Jindal Global Law School (JGLS) and US Michigan law school have held a virtual classroom hosted in India, with “seamless” state-of-the-art video technology allowing students to participate in real time.
The class is taught simultaneously via videoconference to students in India and America by visiting Michigan law professor Vikramaditya Khanna with a 15-week class on “Law and Economic Development in India”. Students engage in trans-atlantic discussions and are expected to participate in joint research.
Khanna is teaching two courses at JGLS this term and explores how law is relevant to the interaction between economic development and law, and students
JGLS dean and Jindal Global University vice-chancellor Raj Kumar said he was not aware of anything comparable having been done before by Indian law schools.
“It was an experiment but turned out to be fantastic,” he told Legally India. “What we thought is that we are constantly evaluating how to build a global university and global law school. One is that we have global faculty and global research. But to advance the idea of global interaction we thought it’s one thing to get one faculty come here but how about getting a dialogue with Michigan students.”

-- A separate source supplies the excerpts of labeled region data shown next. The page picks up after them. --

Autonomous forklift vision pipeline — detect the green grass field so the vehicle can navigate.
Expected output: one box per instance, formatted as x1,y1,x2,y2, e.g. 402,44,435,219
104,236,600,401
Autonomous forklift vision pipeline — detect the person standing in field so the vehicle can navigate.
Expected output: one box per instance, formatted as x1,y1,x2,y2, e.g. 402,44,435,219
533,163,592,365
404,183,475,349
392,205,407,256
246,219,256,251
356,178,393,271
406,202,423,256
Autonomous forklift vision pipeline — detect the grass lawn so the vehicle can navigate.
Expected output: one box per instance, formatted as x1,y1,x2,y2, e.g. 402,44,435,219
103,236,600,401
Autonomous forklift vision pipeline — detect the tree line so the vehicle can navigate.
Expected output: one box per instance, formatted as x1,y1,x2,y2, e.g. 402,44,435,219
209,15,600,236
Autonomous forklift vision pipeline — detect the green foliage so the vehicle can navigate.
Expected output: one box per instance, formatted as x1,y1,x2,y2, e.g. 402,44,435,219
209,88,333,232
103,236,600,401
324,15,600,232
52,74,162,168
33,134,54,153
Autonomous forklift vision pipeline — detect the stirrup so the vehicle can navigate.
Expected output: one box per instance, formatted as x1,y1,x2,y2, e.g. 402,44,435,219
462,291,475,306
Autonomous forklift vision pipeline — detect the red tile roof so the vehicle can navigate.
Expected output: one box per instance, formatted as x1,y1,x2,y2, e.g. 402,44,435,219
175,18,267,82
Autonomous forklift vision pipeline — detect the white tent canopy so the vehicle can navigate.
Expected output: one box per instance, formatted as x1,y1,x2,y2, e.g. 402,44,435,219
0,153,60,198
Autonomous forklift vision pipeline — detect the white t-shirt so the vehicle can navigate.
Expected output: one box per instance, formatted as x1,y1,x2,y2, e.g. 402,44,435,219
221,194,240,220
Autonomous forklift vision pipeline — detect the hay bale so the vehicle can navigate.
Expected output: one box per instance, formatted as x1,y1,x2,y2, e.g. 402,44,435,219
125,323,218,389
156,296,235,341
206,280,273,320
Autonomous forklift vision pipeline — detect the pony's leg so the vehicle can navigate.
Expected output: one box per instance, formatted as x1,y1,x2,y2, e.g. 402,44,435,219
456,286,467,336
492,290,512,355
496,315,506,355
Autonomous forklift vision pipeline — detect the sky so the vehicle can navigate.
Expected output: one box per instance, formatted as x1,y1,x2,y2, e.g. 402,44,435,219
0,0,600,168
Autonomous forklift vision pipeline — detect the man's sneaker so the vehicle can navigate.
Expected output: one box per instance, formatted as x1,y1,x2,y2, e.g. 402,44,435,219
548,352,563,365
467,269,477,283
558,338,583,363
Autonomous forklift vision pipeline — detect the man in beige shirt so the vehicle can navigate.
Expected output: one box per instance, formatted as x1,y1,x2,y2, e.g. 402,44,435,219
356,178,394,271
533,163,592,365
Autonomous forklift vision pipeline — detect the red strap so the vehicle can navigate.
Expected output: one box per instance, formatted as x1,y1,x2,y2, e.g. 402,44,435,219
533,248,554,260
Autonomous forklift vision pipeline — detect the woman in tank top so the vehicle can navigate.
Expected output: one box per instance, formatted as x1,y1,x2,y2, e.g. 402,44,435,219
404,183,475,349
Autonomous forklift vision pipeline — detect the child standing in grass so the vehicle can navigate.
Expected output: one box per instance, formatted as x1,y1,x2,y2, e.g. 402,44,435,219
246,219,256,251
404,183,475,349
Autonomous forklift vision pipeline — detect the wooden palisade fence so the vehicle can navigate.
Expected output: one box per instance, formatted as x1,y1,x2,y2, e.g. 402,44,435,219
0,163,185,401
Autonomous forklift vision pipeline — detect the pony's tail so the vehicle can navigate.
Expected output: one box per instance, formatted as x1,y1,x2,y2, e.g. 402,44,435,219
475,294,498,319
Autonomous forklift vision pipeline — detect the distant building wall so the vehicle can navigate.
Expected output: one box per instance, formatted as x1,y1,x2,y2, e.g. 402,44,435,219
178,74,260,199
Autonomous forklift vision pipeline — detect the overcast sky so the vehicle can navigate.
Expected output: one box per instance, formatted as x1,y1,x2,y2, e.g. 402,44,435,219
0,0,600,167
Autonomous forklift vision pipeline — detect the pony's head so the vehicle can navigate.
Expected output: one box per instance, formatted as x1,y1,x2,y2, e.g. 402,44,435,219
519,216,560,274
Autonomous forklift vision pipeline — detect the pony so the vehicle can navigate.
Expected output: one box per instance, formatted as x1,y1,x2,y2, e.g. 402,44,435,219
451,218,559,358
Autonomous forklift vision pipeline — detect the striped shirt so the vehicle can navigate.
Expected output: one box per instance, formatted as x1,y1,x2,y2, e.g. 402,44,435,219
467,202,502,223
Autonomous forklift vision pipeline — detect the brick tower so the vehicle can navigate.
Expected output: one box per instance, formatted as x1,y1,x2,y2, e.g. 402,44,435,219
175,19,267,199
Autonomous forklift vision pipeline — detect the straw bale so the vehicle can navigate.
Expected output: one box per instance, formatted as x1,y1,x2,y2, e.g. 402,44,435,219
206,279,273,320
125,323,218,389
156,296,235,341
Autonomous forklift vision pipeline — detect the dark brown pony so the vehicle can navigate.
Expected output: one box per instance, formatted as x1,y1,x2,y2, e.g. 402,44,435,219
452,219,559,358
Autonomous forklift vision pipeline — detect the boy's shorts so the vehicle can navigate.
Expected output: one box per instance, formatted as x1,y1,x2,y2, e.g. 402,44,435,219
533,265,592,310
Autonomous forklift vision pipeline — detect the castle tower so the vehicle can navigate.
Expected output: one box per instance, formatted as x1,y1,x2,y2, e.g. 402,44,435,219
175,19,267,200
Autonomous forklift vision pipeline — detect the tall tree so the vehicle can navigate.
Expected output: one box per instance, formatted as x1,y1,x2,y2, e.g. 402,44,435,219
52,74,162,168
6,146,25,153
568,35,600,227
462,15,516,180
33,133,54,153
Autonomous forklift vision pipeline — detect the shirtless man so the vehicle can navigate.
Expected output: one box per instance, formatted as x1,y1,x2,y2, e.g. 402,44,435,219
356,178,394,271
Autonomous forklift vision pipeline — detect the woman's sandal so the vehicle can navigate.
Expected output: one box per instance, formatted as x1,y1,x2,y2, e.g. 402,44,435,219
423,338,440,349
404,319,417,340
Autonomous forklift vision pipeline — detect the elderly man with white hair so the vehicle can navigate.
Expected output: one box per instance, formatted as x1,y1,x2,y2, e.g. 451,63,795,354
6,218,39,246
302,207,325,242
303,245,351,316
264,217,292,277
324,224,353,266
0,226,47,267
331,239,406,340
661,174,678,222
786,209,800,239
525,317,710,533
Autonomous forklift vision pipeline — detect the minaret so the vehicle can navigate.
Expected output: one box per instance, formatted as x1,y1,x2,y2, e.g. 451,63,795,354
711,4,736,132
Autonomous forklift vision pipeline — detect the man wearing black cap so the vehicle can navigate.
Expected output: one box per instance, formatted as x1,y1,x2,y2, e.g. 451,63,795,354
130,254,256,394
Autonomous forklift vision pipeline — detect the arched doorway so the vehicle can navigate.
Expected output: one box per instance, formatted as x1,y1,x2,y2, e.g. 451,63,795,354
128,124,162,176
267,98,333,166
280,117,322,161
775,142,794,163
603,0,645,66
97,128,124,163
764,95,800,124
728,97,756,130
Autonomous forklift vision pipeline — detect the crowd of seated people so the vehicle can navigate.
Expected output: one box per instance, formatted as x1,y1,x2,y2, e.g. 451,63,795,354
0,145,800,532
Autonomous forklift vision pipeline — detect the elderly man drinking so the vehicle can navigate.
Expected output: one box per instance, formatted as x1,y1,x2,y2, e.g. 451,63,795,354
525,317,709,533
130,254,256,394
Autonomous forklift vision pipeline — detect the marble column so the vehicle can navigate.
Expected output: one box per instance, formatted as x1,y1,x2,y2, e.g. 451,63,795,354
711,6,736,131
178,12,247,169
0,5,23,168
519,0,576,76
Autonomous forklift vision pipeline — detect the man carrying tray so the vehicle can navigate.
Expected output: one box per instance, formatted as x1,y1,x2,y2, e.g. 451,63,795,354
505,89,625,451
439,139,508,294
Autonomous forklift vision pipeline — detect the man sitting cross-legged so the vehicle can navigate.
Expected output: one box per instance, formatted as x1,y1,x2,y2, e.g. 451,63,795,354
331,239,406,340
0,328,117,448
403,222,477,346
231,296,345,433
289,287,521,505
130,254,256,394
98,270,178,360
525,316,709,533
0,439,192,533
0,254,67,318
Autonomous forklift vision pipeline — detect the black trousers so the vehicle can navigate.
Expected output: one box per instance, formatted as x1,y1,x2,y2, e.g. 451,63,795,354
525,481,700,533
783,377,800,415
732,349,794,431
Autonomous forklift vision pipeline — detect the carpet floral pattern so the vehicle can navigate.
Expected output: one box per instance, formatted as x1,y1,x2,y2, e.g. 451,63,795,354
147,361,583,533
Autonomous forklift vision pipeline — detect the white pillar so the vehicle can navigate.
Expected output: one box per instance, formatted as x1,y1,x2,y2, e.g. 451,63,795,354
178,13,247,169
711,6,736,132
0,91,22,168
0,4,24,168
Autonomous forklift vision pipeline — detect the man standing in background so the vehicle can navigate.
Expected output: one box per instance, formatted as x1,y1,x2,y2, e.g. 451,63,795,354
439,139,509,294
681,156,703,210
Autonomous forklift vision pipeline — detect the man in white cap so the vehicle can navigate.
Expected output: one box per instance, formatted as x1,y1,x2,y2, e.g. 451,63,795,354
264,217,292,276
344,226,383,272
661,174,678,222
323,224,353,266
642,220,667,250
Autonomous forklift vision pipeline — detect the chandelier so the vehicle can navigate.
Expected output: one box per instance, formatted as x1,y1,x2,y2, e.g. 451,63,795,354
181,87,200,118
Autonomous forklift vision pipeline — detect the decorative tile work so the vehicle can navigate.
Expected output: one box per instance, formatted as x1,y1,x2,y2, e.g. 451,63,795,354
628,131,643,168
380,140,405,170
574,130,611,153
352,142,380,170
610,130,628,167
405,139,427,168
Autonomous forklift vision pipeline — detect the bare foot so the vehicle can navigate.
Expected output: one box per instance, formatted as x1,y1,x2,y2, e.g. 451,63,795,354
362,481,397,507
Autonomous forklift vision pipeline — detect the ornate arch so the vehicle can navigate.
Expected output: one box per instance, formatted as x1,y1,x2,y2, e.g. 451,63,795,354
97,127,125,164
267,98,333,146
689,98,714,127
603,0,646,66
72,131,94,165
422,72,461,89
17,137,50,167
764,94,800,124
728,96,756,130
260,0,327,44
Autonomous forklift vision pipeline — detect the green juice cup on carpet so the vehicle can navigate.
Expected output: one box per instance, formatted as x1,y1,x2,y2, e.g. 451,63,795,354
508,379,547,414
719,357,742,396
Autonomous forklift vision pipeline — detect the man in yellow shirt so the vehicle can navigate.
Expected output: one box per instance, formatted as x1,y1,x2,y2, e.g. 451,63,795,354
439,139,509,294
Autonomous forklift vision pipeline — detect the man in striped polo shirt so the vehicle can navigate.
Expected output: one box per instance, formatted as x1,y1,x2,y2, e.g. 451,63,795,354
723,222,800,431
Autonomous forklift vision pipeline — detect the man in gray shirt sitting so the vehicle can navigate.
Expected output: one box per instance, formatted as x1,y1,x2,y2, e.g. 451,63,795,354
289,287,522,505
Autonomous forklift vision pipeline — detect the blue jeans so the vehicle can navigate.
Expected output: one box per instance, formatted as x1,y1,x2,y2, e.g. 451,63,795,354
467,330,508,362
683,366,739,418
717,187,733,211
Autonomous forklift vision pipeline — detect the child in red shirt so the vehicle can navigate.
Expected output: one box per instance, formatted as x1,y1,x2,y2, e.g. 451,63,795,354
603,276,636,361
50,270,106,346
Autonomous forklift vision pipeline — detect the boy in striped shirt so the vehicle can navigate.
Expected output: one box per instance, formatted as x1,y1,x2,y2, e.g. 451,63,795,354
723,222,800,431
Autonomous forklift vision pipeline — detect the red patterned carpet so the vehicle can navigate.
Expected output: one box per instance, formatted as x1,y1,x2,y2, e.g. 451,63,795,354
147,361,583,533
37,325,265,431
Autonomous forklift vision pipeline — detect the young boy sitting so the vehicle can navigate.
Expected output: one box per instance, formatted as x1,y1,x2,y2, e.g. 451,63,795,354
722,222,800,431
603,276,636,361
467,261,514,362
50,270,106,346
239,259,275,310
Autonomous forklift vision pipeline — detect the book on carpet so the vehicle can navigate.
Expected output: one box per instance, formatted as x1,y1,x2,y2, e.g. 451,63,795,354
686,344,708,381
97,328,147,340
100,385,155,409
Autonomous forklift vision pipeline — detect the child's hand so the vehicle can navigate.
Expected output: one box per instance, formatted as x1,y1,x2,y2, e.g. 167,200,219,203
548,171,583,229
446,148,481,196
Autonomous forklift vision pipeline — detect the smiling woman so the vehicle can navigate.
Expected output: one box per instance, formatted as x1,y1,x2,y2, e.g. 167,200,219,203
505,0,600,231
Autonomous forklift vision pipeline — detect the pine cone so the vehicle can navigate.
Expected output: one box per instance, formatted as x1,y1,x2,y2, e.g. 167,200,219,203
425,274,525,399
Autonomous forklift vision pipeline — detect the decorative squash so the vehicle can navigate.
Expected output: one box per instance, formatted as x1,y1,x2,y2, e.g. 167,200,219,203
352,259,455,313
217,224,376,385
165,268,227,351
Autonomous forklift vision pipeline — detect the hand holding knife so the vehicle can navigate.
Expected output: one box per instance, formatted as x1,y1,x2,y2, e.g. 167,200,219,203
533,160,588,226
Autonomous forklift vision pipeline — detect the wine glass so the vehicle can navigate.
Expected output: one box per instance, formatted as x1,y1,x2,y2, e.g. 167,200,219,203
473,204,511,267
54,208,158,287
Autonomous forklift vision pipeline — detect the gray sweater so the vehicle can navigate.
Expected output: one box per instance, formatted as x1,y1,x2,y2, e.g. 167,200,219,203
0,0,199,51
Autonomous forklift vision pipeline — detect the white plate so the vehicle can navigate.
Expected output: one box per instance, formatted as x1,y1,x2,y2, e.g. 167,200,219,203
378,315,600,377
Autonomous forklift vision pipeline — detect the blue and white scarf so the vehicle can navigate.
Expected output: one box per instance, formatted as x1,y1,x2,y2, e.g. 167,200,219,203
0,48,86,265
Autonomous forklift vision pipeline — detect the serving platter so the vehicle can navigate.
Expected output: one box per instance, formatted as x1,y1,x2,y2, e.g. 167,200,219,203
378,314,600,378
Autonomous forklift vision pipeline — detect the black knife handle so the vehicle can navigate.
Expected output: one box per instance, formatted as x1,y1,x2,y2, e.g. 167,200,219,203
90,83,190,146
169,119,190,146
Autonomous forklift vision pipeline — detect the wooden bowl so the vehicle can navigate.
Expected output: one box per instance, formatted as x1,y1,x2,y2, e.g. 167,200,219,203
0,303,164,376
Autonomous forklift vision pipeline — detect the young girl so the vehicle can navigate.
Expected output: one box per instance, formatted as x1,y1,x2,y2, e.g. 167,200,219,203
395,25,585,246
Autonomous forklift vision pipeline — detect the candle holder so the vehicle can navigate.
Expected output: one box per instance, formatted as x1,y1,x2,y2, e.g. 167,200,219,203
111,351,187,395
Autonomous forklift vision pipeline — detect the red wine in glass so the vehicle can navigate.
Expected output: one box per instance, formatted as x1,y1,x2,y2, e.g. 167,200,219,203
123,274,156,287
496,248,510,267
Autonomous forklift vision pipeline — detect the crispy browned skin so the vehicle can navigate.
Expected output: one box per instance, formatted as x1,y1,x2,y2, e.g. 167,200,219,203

“I’m very sceptical of video conferencing but this is something that actually works. It is not a passive video conference – each of the students’ desks [in the US and India] has a button and a mic. [On] every student question the camera will automatically zoom in on [the student] and [they’ll] be put on the screen.”
The course is an elective course for JGLS second-year students. A total of 20 students in Sonipat, Haryana and 20 to 25 in Michigan attended the first class in person and virtually respectively.